Coordinating close partnerships with other entities online requires the use of application programming interfaces (APIs), which can seamlessly send higher volumes of data between different banks or companies. This enables these companies to offer consumers the swift experiences they are now expecting. Sending data via APIs allows consumers to bypass logging in to several different financial service or payment apps to check up on their financials or make purchases, for example, Crespi explained.

“Really, what we are talking about is the API economy: This idea that, at the customer’s request and with their opt-in, certain data can be shared and made available to be consumed by any number of these payment [or] aggregator capabilities,” she said, pointing to financial account aggregator app Mint as a quintessential example. “With open banking and having an API, … customers do not have that burden [of sharing passwords]. They have to really decide who to share [data] with and that they are comfortable with the sharing, and that is done by virtue of the API integration. So that has been a significant advance over the last handful of years, again aiming toward customer convenience while, at the same time, allowing for the integrations to work.”

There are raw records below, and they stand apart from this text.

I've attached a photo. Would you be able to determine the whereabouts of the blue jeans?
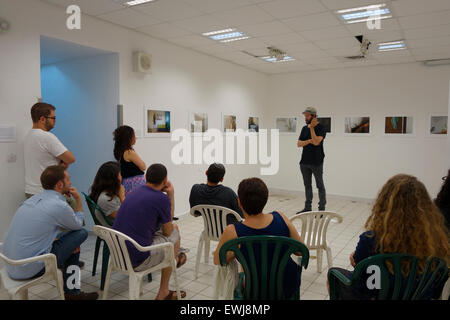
[34,229,88,294]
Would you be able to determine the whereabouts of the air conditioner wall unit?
[133,51,152,74]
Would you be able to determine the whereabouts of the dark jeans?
[300,163,327,210]
[33,229,88,294]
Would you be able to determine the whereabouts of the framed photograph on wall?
[275,117,297,133]
[247,117,259,132]
[144,107,171,137]
[222,114,236,132]
[384,116,414,136]
[189,112,208,133]
[429,114,448,137]
[344,117,370,135]
[317,116,333,135]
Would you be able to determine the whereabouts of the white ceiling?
[40,36,112,65]
[40,0,450,74]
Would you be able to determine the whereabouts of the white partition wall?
[264,63,450,200]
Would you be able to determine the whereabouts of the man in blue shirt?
[2,165,98,300]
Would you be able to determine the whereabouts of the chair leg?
[102,263,112,300]
[195,232,204,280]
[13,289,28,300]
[92,237,102,276]
[317,248,323,273]
[172,262,183,300]
[128,274,142,300]
[100,242,109,290]
[205,238,211,263]
[55,270,65,300]
[326,247,333,269]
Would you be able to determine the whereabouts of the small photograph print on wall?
[248,117,259,132]
[189,112,208,132]
[384,116,413,134]
[276,118,297,133]
[430,116,448,134]
[223,115,236,132]
[345,117,370,134]
[146,109,170,134]
[317,117,331,133]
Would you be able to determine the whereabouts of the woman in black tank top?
[113,126,146,196]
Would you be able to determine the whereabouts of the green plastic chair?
[328,254,449,300]
[82,192,152,291]
[219,236,309,300]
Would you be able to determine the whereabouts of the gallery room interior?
[0,0,450,300]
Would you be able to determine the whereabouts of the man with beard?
[2,165,98,300]
[24,102,84,268]
[297,107,326,213]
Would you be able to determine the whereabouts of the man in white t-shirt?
[24,102,75,198]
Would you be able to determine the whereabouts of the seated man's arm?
[278,211,304,256]
[161,221,174,237]
[230,191,244,218]
[297,140,312,148]
[214,224,237,265]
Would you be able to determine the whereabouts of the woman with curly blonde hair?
[328,174,450,299]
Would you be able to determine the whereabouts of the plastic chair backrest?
[93,225,139,273]
[82,192,112,227]
[219,236,309,300]
[191,204,242,241]
[290,211,343,249]
[352,253,449,300]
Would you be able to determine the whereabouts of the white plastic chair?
[0,243,64,300]
[190,204,242,279]
[289,211,343,273]
[94,225,182,300]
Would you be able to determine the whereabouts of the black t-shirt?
[298,123,327,166]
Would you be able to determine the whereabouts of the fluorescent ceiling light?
[220,36,250,43]
[336,3,386,13]
[336,3,392,23]
[202,28,236,36]
[202,28,250,43]
[347,16,392,24]
[125,0,155,6]
[209,31,244,40]
[261,56,295,62]
[378,40,406,51]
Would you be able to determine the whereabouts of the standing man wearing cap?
[297,107,327,213]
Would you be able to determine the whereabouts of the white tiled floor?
[24,194,371,300]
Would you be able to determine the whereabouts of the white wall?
[0,0,268,239]
[264,63,450,203]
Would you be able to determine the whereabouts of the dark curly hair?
[89,161,121,202]
[434,170,450,229]
[113,126,135,161]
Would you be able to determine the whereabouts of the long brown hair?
[113,126,134,161]
[365,174,450,270]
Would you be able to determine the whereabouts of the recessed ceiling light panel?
[378,40,406,52]
[202,28,250,43]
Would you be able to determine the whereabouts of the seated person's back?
[326,174,450,299]
[113,185,172,268]
[214,178,302,298]
[189,163,243,224]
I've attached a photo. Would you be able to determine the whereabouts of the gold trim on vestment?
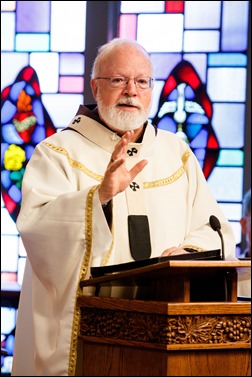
[43,142,191,189]
[68,184,97,376]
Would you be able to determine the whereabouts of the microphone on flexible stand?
[209,215,225,260]
[209,215,228,301]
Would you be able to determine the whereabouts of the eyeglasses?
[95,76,154,89]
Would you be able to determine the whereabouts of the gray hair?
[91,38,153,79]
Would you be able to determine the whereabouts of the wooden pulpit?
[78,260,251,376]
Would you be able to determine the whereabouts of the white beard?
[97,95,148,131]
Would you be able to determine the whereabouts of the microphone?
[209,215,225,260]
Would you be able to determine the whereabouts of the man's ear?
[240,217,247,235]
[90,79,98,99]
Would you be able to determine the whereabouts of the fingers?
[110,131,134,163]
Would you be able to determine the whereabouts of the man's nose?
[123,78,137,95]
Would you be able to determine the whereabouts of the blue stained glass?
[32,125,46,144]
[16,1,51,33]
[194,148,206,161]
[221,1,250,52]
[191,129,208,148]
[33,99,45,125]
[186,123,202,139]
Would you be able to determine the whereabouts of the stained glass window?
[1,1,250,372]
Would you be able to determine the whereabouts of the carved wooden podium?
[78,260,251,376]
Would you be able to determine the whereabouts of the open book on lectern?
[91,249,222,278]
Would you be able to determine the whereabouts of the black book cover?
[91,249,222,278]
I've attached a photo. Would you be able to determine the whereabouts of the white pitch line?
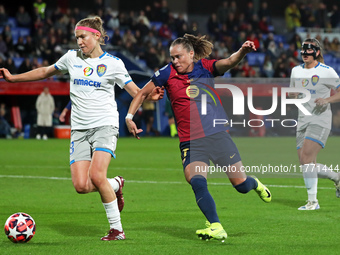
[0,175,334,190]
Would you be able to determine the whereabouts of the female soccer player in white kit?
[290,39,340,210]
[0,17,162,241]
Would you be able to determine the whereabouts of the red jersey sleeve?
[201,58,220,76]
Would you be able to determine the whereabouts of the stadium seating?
[247,52,266,66]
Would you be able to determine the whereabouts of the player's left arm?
[215,41,256,74]
[124,81,164,101]
[314,86,340,105]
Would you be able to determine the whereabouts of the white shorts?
[70,126,118,165]
[296,124,331,149]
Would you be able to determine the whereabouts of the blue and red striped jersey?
[151,59,228,142]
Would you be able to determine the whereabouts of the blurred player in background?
[0,17,162,241]
[126,34,271,239]
[290,39,340,210]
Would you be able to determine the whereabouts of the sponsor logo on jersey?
[73,79,101,88]
[84,67,93,76]
[312,75,320,86]
[302,79,309,87]
[97,64,107,77]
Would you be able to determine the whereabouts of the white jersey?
[55,50,132,130]
[290,63,340,130]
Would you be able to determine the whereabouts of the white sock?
[103,199,123,231]
[302,163,318,201]
[107,178,120,192]
[316,163,339,182]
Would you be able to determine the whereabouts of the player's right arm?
[0,65,60,83]
[125,81,156,139]
[288,68,299,98]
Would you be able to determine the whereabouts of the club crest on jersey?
[302,79,309,87]
[186,85,200,98]
[84,67,93,76]
[97,64,107,77]
[312,75,319,86]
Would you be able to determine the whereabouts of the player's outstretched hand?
[0,68,12,82]
[125,119,143,140]
[147,86,164,101]
[241,41,256,54]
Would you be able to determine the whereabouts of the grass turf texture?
[0,137,340,255]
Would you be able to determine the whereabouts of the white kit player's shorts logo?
[97,64,107,77]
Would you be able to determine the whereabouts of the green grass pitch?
[0,136,340,255]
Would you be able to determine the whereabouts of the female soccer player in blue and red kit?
[126,34,271,239]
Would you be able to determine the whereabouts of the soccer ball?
[5,212,35,243]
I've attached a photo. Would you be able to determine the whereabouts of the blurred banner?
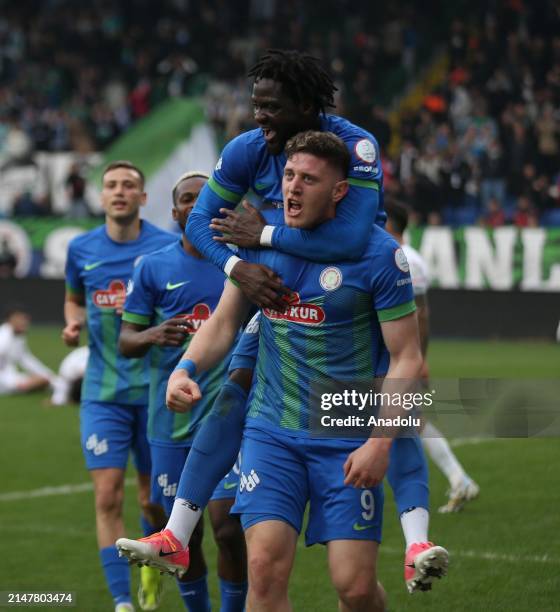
[409,226,560,293]
[0,221,560,293]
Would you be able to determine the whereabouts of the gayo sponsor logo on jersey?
[178,304,212,334]
[92,280,126,310]
[263,293,325,325]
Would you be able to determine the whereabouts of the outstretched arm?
[210,188,384,262]
[166,282,251,412]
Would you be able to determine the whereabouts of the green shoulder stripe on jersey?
[377,300,416,323]
[66,283,84,295]
[122,311,150,325]
[348,178,379,191]
[208,176,241,204]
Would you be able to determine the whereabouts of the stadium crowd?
[0,0,560,227]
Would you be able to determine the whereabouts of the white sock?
[401,508,430,550]
[422,423,468,489]
[165,497,203,547]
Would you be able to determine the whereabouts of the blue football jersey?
[123,240,233,446]
[66,221,176,405]
[243,226,416,436]
[187,115,386,269]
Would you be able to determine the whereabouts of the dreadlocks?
[248,49,337,113]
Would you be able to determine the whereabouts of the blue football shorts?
[80,400,152,474]
[231,427,383,546]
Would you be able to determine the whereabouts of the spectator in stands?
[65,164,90,219]
[481,198,506,228]
[0,238,17,280]
[479,138,506,210]
[513,196,538,227]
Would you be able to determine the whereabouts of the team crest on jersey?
[177,304,212,334]
[263,293,325,325]
[319,266,342,291]
[395,247,410,272]
[92,281,126,310]
[354,138,376,164]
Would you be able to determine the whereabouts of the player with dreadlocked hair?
[248,49,337,114]
[118,49,446,590]
[186,49,385,310]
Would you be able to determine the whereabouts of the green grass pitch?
[0,327,560,612]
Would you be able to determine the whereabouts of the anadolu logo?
[179,304,212,334]
[263,293,325,325]
[92,281,126,309]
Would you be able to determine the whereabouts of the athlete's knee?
[335,572,382,612]
[247,546,290,599]
[95,479,124,514]
[213,517,245,555]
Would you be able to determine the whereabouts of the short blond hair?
[171,170,210,206]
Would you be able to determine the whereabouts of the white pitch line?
[449,438,499,448]
[0,478,136,502]
[0,464,560,564]
[0,438,494,502]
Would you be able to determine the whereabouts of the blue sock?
[99,546,131,604]
[176,380,247,508]
[177,576,210,612]
[140,514,157,538]
[220,578,248,612]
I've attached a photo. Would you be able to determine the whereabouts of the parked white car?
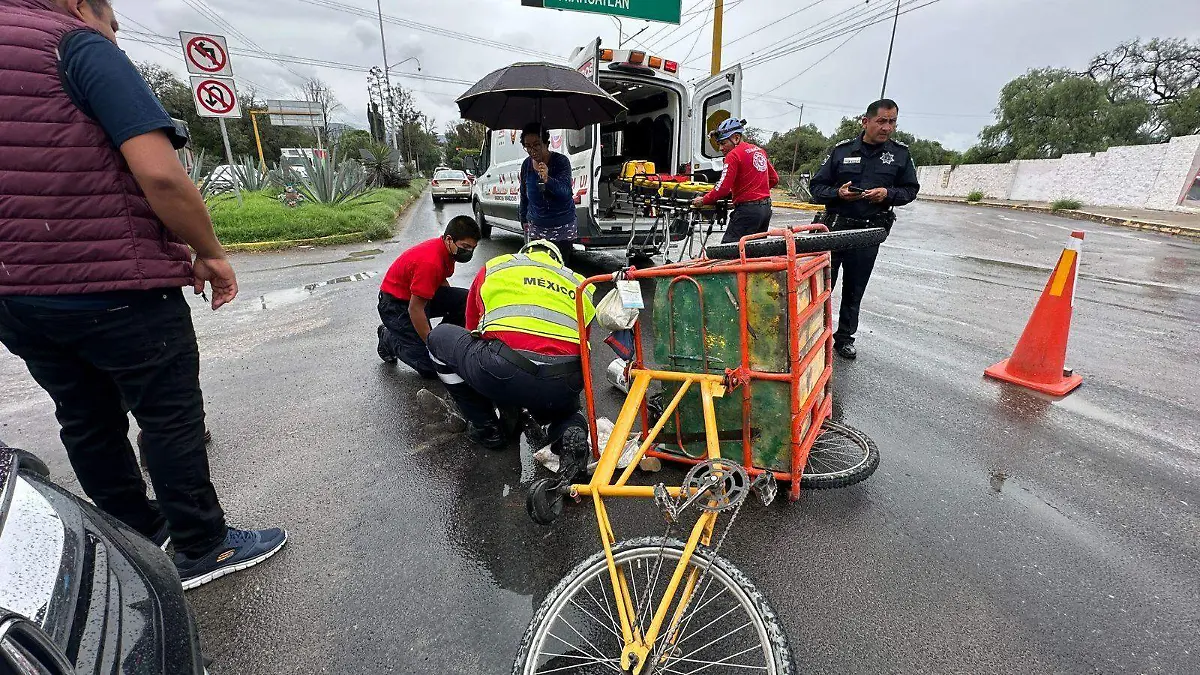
[430,169,472,203]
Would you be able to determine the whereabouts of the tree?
[445,121,487,168]
[1078,38,1200,141]
[763,124,829,173]
[1158,88,1200,138]
[337,129,376,160]
[968,68,1151,162]
[300,77,346,138]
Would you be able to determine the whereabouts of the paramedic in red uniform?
[692,119,779,244]
[377,216,480,380]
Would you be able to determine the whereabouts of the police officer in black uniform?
[809,98,920,359]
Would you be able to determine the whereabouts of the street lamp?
[784,101,804,174]
[388,56,421,72]
[880,0,900,98]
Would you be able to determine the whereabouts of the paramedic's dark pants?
[379,286,467,380]
[830,245,880,345]
[430,323,587,454]
[721,202,770,244]
[0,288,226,557]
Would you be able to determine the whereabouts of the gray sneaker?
[416,389,467,434]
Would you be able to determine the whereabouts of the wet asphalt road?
[0,197,1200,675]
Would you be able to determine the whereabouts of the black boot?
[467,423,509,450]
[554,426,589,483]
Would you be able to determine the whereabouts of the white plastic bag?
[596,288,638,330]
[533,417,638,473]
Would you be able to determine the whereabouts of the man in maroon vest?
[0,0,287,589]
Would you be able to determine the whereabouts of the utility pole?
[880,0,900,98]
[710,0,725,74]
[376,0,396,149]
[785,101,804,178]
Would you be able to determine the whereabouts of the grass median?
[209,180,425,246]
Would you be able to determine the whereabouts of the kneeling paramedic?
[428,240,595,480]
[377,216,480,380]
[692,119,779,244]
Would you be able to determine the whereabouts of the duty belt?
[733,197,770,208]
[492,340,583,377]
[826,211,896,229]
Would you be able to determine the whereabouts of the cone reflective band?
[984,231,1084,396]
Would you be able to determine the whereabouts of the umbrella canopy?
[458,64,625,129]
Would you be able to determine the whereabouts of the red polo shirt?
[379,237,454,300]
[467,265,580,357]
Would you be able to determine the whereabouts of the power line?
[296,0,563,61]
[690,0,844,62]
[743,0,941,70]
[683,2,712,61]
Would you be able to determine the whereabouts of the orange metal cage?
[576,223,833,501]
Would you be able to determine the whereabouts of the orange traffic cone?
[984,231,1084,396]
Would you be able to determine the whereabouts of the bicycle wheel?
[512,537,794,675]
[800,419,880,490]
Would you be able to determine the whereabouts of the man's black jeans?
[0,288,226,557]
[379,286,467,380]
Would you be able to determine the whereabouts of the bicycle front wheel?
[512,537,794,675]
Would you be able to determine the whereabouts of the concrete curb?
[920,197,1200,239]
[224,183,430,253]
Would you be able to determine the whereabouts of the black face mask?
[450,246,475,263]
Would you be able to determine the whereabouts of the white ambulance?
[467,38,742,249]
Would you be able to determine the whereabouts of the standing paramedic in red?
[377,216,480,380]
[692,119,779,244]
[0,0,287,589]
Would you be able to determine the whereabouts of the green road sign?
[521,0,683,24]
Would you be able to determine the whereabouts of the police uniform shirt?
[809,135,920,220]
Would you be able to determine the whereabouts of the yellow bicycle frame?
[572,370,725,675]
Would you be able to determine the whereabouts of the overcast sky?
[114,0,1200,150]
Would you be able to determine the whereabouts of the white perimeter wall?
[917,136,1200,211]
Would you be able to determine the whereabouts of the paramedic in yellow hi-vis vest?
[428,240,595,480]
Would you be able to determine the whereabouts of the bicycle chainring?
[683,459,750,512]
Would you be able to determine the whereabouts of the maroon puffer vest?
[0,0,192,295]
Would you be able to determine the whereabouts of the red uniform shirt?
[704,141,779,207]
[467,265,580,357]
[379,237,454,300]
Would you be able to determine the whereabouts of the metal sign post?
[179,31,242,207]
[217,118,241,208]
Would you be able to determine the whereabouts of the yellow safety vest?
[479,251,596,345]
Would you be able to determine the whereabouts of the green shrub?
[296,150,371,205]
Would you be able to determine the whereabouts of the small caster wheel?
[526,478,563,525]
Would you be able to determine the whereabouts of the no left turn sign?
[192,77,241,118]
[179,31,233,77]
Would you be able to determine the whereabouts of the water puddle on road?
[258,271,379,310]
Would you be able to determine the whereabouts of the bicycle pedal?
[654,483,679,522]
[750,471,779,507]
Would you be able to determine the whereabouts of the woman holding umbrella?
[520,123,578,267]
[458,64,625,263]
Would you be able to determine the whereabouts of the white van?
[467,38,742,249]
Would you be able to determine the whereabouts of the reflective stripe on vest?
[480,252,595,345]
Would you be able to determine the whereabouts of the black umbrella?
[458,64,625,129]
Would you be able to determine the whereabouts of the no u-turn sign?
[192,77,241,118]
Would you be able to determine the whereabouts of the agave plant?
[359,143,413,187]
[299,150,371,205]
[226,155,270,192]
[266,162,302,189]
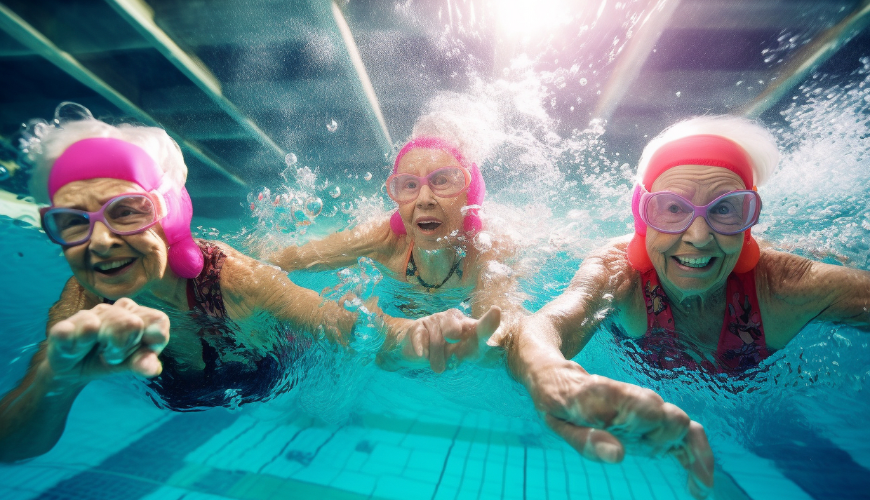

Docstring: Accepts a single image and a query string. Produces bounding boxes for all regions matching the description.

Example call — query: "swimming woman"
[271,122,510,372]
[508,117,870,496]
[0,118,364,462]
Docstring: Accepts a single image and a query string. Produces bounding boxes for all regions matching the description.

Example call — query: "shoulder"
[755,248,824,304]
[575,235,640,298]
[48,277,103,328]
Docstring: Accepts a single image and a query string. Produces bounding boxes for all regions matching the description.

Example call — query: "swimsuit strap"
[640,269,770,372]
[187,240,227,318]
[716,268,770,370]
[405,244,464,292]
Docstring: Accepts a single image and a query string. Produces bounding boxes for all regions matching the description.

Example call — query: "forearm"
[0,363,85,462]
[375,313,413,371]
[504,316,584,391]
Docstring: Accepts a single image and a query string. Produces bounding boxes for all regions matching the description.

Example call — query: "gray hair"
[637,115,779,186]
[28,118,187,203]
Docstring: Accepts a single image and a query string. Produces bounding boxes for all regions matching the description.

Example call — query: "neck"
[411,241,465,284]
[661,282,725,315]
[145,269,187,311]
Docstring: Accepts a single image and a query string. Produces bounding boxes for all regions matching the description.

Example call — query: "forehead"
[650,165,746,192]
[51,178,145,210]
[396,148,459,175]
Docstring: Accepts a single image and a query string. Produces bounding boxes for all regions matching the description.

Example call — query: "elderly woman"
[0,119,355,461]
[508,117,870,497]
[271,131,510,372]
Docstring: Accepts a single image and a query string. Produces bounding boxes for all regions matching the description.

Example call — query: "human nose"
[88,221,118,253]
[683,216,714,248]
[417,184,435,208]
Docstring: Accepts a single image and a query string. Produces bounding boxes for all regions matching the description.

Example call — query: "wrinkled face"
[52,179,168,300]
[396,148,468,250]
[646,165,746,297]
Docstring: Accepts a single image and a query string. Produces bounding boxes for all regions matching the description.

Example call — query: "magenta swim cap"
[48,137,204,278]
[390,136,486,236]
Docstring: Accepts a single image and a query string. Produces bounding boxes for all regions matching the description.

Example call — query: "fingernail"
[595,443,619,464]
[144,323,163,335]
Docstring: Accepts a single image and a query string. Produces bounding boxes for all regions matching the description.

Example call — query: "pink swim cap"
[390,136,486,236]
[48,137,204,279]
[627,135,761,273]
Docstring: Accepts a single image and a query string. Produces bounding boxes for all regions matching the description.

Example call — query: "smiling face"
[646,165,746,300]
[52,178,168,300]
[396,148,468,250]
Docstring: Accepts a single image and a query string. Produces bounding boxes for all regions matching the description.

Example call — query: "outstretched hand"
[384,306,501,373]
[529,361,713,498]
[46,298,169,382]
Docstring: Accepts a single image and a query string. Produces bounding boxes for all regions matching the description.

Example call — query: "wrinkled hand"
[529,361,713,498]
[400,307,501,373]
[46,298,169,382]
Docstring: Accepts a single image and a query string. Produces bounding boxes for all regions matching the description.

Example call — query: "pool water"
[0,8,870,500]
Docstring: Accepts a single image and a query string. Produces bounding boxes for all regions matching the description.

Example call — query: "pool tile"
[330,470,377,496]
[374,475,435,500]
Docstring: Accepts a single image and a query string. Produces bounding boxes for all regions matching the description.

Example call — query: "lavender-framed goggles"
[39,193,166,246]
[387,167,471,205]
[640,189,761,235]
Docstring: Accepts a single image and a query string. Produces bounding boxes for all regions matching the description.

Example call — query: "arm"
[268,220,398,272]
[221,245,356,344]
[507,240,713,498]
[377,240,525,373]
[0,279,169,462]
[756,250,870,349]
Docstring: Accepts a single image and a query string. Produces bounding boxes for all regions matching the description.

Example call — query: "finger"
[475,306,501,341]
[678,421,715,498]
[408,326,429,359]
[644,403,691,453]
[98,307,145,365]
[427,321,447,373]
[48,311,100,362]
[544,415,625,464]
[125,346,163,378]
[139,308,169,354]
[442,309,477,344]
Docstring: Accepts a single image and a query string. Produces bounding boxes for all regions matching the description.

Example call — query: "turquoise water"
[0,15,870,500]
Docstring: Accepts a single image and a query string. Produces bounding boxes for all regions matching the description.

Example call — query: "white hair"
[28,118,187,203]
[637,115,779,186]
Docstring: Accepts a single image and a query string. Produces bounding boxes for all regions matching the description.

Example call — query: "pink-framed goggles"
[387,166,471,205]
[638,186,761,235]
[39,191,166,246]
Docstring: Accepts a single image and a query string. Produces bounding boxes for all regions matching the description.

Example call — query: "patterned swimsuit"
[148,240,298,411]
[636,269,770,373]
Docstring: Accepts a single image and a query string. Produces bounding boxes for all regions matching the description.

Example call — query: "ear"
[625,233,653,273]
[390,210,408,236]
[734,229,761,274]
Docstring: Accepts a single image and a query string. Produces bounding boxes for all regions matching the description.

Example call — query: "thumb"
[475,306,501,342]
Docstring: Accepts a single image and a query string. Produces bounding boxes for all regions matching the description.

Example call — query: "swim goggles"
[39,193,166,246]
[387,167,471,205]
[640,187,761,235]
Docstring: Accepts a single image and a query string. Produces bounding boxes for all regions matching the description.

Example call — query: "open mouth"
[417,220,441,231]
[94,259,136,276]
[672,256,716,269]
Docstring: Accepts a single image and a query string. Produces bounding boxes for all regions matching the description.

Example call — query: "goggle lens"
[387,167,471,204]
[42,194,159,245]
[644,191,761,235]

Offering such features can provide tangible benefits both for consumers looking to do more of their shopping and interactions online and for businesses that are following suit. APIs and similar technologies make it much easier for merchants to accept more flexible methods of payment, helping them better engage with the growing collection of customers who are now digital first.

“I think [that], as customer transactions moved from the physical to the digital just so swiftly, payments had to follow suit, and so … customers began to take advantage of payment capabilities that their banks offered as well as [those] offered through their partners,” Crespi said. “We just need to ensure that we have the appropriate integration in place to enable the customer … to transact in the way they wish.”

Keeping abreast of what payment types or methods are growing more attractive to consumers is thus key for both banks and merchants, especially as open banking continues to expand in the U.S. and lawmakers place more scrutiny on how online data is collected and shared.

The Data Aggregation Element

The open banking ecosystem in the U.S. is still in its nascent stage, but like initiatives in the U.K. or the Nordic countries, its development could have a profound effect on the future of digital privacy and data sharing. U.S. regulators are still crafting standards for how businesses and banks can collect and store personal data, but analyzing how this data aggregation will eventually work is critical for all entities wishing to participate in the up-and-coming open banking world.

“There continues to be … emerging regulatory guidance, all with the goal in mind of ensuring that customer data is protected, and we are all in agreement that [this] is the best and highest [approach],” Crespi said. “[How] that will translate into … technology requirements and how we work together in the ecosystem will continue to be worked through in the months and years ahead. But the goal is really to ensure that … the needs of the customer are being addressed.”

Exploring exactly how consumers’ needs and perceptions of online data security and privacy will shift over these next few years is imperative for merchants and banks to stay competitive as banking and payments move online. Both groups must prepare accordingly.